BREAKING: United Methodist Individuals Can Still Petition General Conference, After All

on October 7, 2013

All United Methodist individuals still have the right to submit petitions to our denomination’s highest governing authority, the global General Conference which meets once every four years.

As documented earlier, theologically liberal activists proudly devoted to “any means necessary,” Golden-Rule-rejecting tactics made sure that the last General Conference, held in Tampa in 2012, was historically unproductive and dysfunctional.

One of the things that was accomplished at that gathering, at least in the thinking of most of those who were there, was ending the long-standing practice of allowing any United Methodist individual to submit a petition for consideration at General Conference.

Proponents of such a move argue that this may make future General Conferences more productive by decreasing the total number of petitions to be considered and that an individual’s petition should first be vetted by another body, such as an annual conference session or local church council (who would retain the right to petition General Conference), before being presented to General Conference delegates.

Opponents of such limitations argue that given the chasm that already separates much of the denominational establishment from the people in the pews, it is very important to preserve this relatively clear and simple mechanism through which grassroots individuals can have their concerns heard at the highest level of our church.

The likely practical effect of banning individuals’ petition submissions would be to make the influence of the main beneficiaries of our denominational status quo, the general agencies (who together routinely submit hundreds of petitions to each General Conference), even more powerful in shaping the direction of General Conferences. Contrary to popular mythology, the number of petitions under consideration at the 2012 General Conference was actually about 25 percent fewer than the previous General Conference, and the total number of General Conference petitions has been greatly declining since 2000. And while ban supporters point out that silencing individual petitions would not prevent individual United Methodists from seeking to have their annual conferences endorse their petition to send on to General Conference, general agency representatives have not been shy in the recent past in abusing their power to sometimes heavy-handedly quash such grassroots petitions at the annual-conference level when these petitions have challenged the agencies’ liberal agendas on issues like abortion.
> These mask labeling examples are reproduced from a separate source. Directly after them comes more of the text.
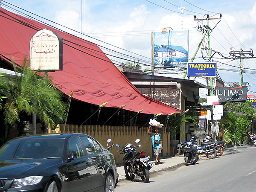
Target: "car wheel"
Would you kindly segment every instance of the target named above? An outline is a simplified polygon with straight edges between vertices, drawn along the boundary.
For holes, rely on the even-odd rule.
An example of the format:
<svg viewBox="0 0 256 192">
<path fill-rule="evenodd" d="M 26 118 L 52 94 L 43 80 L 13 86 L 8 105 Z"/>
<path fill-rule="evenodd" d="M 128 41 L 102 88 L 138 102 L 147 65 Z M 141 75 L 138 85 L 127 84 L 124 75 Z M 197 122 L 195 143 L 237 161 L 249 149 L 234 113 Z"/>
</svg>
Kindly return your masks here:
<svg viewBox="0 0 256 192">
<path fill-rule="evenodd" d="M 46 192 L 58 192 L 57 183 L 54 180 L 50 183 L 46 190 Z"/>
<path fill-rule="evenodd" d="M 105 179 L 105 192 L 112 192 L 115 190 L 115 182 L 112 175 L 109 172 L 107 173 Z"/>
</svg>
In any case, here’s what happened. The liberal-dominated Commission on the General Conference submitted a petition to the 2012 General Conference that would have amended the UMC Book of Discipline to end the right of individual church members to submit their own petitions to future General Conferences. The record shows that this petition went nowhere in its legislative committee, being defeated 57-1 (likely in an omnibus motion).

However, the issue came up again in the plenary session of the final General Conference day. During a discussion of Report #6 from the General Council on Finance and Administration (GCFA), an explicitly labeled “Non-Disciplinary” petition detailing the continued funding of the apportionment-derived General Administration Fund, the Rev. Debbie McLeod of Florida arose to make a motion (technically an amendment to an amendment) “insert the language of” the aforementioned petition into GCFA Report #6. McLeod is a liberal who was observed standing in solidarity with shrill pro-homosexuality protesters disrupting the 2008 General Conference. Along with other arguments, she urged a collective punishment of depriving millions of United Methodist individuals of their right to directly petition General Conference because of two United Methodists (who she snarkily identified as “individuals who claim to live within the bounds of the Florida Annual Conference”) who had each submitted dozens of petitions, rather than offering a less drastic response. After some debate, the McLeod Amendment passed in a relatively close vote.
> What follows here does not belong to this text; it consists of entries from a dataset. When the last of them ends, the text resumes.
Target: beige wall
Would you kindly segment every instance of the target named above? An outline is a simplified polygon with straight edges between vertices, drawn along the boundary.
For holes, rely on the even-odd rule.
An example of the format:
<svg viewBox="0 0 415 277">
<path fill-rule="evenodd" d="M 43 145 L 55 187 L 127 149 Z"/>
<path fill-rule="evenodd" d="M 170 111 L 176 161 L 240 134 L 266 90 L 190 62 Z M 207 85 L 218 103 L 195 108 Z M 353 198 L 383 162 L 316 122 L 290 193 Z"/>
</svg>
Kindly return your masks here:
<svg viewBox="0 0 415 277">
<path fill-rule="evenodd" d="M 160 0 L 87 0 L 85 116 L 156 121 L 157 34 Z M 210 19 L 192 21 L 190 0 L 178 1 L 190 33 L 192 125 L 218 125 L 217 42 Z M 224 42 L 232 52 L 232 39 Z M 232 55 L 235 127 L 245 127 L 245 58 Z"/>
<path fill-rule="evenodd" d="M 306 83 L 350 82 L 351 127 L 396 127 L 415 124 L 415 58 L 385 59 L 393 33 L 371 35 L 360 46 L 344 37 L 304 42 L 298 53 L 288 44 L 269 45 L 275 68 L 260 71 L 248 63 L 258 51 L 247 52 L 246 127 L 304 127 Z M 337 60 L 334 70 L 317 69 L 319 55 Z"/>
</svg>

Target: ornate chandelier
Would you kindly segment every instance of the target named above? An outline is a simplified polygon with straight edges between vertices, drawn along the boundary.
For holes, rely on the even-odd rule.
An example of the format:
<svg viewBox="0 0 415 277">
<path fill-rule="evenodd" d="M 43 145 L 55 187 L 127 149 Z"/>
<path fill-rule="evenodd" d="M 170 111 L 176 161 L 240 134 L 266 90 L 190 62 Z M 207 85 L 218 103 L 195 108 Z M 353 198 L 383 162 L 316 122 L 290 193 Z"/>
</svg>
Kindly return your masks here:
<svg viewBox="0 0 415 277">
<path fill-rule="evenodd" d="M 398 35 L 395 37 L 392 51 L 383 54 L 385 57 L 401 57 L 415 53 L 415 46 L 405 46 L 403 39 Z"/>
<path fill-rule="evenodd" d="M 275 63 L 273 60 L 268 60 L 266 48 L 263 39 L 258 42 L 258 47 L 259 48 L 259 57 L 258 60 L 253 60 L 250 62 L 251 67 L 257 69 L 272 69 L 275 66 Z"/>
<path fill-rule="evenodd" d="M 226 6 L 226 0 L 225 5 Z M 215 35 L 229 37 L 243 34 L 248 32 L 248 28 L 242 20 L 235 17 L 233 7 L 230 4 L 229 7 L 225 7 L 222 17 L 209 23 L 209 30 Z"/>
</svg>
But the record still shows that the petition to actually amend the Book of Discipline (rather than to amend some report outside of the Discipline), was not adopted at General Conference, and was not even properly considered in plenary session. The relevant section (¶509) of the latest, 2012 edition of the Discipline still says that “Any organization, clergy member, or lay member of The United Methodist Church may petition the General Conference…..”

So I recently asked the Rev. Fitzgerald Reist, the longtime Secretary of the General Conference, for clarification.  He responded with the following statement, which I post here with permission:

The language of the petition does not appear in The Book of Discipline 2012 because The Book of Discipline 2012 was not amended.  The language adopted limiting who could submit petitions to the General Conference only amended a report, not The Book of Discipline of The United Methodist Church.  Consequently any United Methodist, lay or clergy, may submit petitions to the 2016 General Conference. 

It should be kept in mind that in making such determinations, Reist’s job is not to declare what he or anyone else may wish for General Conference policies to be, but rather to simply make clear what General Conference policies actually are.

Bottom line: since the McLeod Amendment did not come through the proper avenue for changing binding church law, all individual members of our denomination still have the right they have long had to submit petitions to General Conference.